As an example, expression of PYGB, which catalyzes the rate-limiting step of glycogenolysis [45], was clearly restricted to the uttermost peripheral layer of the glands. Glycogen presence in SG has been described decades ago [46], and it is known that this glucose polymer is an important substrate for sebum synthesis [47]. Our finding highlights a potential role for glycogen as a substrate for sebaceous energy production and biosynthesis, possibly in a way similar to that recently reported for hair follicles [48]. The identification of SLC1A3, a sodium-dependent, high-affinity amino acid transporter provides another clue for deciphering energy metabolism in SG, as previous studies revealed SLC1A3 to be involved in stem/progenitor cell activation in different skin niches, including the SG [49]. Thus, our systematic analysis of scRNA-seq data complements targeted studies, such as the recent identification of embigin as a modulator of SG cell adhesion and metabolism [40] departing form the data in Joost et al. [9], and provides novel starting points for experimentally addressing different aspects of SG homeostasis.
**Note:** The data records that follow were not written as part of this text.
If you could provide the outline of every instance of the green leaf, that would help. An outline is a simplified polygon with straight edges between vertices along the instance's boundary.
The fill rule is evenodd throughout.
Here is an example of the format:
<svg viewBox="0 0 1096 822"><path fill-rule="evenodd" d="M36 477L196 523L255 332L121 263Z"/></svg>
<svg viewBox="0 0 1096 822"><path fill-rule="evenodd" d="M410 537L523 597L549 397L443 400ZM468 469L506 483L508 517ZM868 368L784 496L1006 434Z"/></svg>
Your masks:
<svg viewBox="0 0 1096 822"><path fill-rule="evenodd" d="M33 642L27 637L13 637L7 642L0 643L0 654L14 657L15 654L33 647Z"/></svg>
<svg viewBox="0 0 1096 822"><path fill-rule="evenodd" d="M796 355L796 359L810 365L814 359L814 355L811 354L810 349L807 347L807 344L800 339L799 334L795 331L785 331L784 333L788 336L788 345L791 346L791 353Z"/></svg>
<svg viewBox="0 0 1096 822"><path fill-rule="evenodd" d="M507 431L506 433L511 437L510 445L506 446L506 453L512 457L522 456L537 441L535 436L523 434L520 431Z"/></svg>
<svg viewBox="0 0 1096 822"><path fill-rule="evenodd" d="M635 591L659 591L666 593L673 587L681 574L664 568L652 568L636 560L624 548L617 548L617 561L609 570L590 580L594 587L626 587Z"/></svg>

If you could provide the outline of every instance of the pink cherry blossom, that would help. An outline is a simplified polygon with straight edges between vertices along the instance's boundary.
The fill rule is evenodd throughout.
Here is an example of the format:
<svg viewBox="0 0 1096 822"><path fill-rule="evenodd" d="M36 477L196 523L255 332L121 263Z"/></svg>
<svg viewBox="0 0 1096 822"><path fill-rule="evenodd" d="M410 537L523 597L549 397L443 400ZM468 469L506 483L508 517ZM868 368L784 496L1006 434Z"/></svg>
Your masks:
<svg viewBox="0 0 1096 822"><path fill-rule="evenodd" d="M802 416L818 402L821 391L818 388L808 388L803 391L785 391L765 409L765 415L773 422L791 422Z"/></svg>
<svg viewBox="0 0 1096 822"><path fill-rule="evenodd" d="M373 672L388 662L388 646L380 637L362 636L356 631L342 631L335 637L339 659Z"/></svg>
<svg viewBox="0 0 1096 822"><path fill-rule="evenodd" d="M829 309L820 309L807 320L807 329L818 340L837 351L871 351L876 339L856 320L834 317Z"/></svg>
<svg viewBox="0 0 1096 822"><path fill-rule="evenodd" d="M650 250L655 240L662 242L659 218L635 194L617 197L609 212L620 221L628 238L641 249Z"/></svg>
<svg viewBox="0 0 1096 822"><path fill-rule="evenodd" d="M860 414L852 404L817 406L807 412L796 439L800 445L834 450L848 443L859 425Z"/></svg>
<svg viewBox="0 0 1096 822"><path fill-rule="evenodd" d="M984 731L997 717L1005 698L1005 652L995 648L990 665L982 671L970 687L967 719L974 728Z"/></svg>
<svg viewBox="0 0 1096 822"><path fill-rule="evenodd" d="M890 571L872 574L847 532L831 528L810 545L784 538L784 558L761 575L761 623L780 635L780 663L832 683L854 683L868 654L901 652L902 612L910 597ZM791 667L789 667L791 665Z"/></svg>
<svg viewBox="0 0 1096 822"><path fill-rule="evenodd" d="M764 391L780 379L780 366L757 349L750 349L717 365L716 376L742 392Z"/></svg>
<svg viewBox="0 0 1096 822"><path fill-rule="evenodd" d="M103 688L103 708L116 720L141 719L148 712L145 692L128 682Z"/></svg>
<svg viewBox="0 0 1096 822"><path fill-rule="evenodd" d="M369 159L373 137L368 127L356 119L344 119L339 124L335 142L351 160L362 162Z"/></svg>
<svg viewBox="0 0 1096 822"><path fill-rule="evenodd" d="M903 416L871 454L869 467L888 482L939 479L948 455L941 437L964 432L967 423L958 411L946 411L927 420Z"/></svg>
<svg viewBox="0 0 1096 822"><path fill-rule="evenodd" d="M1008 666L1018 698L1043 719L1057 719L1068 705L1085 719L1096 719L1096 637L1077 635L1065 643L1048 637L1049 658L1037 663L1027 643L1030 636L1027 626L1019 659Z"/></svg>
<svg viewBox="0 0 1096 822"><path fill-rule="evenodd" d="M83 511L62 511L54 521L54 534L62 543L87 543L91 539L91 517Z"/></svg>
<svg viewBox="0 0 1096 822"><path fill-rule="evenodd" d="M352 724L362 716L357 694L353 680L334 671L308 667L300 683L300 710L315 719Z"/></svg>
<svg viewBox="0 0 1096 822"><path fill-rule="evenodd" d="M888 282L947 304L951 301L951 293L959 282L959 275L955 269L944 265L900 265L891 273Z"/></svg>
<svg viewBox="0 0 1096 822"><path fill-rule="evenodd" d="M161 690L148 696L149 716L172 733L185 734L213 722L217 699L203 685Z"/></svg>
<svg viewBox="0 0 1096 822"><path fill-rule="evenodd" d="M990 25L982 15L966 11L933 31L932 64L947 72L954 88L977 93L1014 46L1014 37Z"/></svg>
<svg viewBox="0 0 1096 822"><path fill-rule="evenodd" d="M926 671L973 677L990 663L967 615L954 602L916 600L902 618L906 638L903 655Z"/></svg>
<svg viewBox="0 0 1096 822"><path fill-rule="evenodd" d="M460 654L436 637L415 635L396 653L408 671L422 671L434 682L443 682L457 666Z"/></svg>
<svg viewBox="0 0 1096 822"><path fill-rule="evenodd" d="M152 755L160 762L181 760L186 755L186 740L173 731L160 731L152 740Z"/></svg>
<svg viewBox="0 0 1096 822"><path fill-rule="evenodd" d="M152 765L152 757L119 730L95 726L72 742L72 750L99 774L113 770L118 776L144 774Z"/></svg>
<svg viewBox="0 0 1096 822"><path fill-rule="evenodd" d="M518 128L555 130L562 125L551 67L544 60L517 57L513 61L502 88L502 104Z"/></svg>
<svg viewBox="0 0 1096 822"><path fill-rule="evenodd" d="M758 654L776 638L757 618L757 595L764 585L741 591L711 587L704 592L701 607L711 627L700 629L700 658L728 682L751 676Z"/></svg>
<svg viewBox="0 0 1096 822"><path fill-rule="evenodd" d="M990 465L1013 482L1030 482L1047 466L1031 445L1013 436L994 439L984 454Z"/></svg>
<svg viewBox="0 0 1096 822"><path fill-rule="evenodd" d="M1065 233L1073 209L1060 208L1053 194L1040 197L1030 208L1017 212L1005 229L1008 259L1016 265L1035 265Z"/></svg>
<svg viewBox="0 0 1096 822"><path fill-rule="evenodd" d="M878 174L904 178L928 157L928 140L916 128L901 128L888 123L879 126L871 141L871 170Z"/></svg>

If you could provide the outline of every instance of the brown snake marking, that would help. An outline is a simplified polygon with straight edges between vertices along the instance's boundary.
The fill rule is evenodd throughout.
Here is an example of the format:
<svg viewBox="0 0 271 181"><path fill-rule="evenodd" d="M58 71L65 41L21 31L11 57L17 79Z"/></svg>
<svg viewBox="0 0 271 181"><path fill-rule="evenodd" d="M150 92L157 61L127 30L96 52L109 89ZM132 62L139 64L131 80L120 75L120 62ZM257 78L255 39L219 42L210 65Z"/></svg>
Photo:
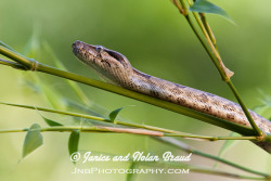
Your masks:
<svg viewBox="0 0 271 181"><path fill-rule="evenodd" d="M75 41L73 52L80 62L94 69L111 83L250 127L238 104L211 93L141 73L131 66L126 56L116 51ZM271 133L269 120L253 111L249 113L262 131ZM271 144L266 146L269 151L271 150Z"/></svg>

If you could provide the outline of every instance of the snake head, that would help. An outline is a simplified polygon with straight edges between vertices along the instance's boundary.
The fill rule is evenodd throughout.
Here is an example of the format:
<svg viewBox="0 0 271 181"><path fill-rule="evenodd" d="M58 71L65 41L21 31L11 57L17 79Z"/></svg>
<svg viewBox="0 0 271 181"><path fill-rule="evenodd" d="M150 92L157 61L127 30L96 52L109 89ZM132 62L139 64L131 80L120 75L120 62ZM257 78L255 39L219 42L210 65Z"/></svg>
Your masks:
<svg viewBox="0 0 271 181"><path fill-rule="evenodd" d="M132 66L126 56L102 46L75 41L73 52L80 62L94 69L107 82L121 86L132 73Z"/></svg>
In contrast to the small overlap of transcripts within the SG associated spots, the ranking provided by oposSOM identified an overlap of four GO sets already within the Top 10 GO sets associated with the entire SG population in both datasets. While fatty acid metabolism and mitochondrial processes as enriched GOs were clearly expectable, it was rather surprising to also detect peroxisomal processes, as the latter have not been so far considered a hallmark of SG activity. Yet, peroxisomal genes were clearly enriched in both mouse and human SG genes with high expression, and expression of numerous peroxisome-relevant in human SG was confirmed by assessing immunohistochemical-stained skin samples from the Human Protein Atlas [39]. Peroxisomes are organelles present in almost all eukaryotic cells with manifold metabolic functions, including α- and β-fatty acid oxidation, synthesis of bile acids and plasmalogens, and response to oxidative stresses by handling reactive oxygen species [50]. Peroxisomes have been described in SG cells, where they may form extensive tubular aggregates [51]. The latter authors speculated that the wide variety in peroxisomal complex morphologies may in part explain the striking differences in sebum composition across species and across single individuals of the same species [18, 19]. Our data highlight the role of peroxisomes in SG metabolism and will stimulate the functional analysis of the identified proteins in sebaceous biology.

Conclusions

We anticipate that future studies focusing on samples restricted to SG instead of whole skin will increase the resolution and the analytic power of the obtained data, thus providing novel insights into SG homeostasis, its secretory activity, and its interaction with other organs and tissues. In addition, our findings may also indicate novel potential targets for modulating SG activity in skin diseases involving altered SG function, as acne vulgaris, atopic dermatitis, and psoriasis.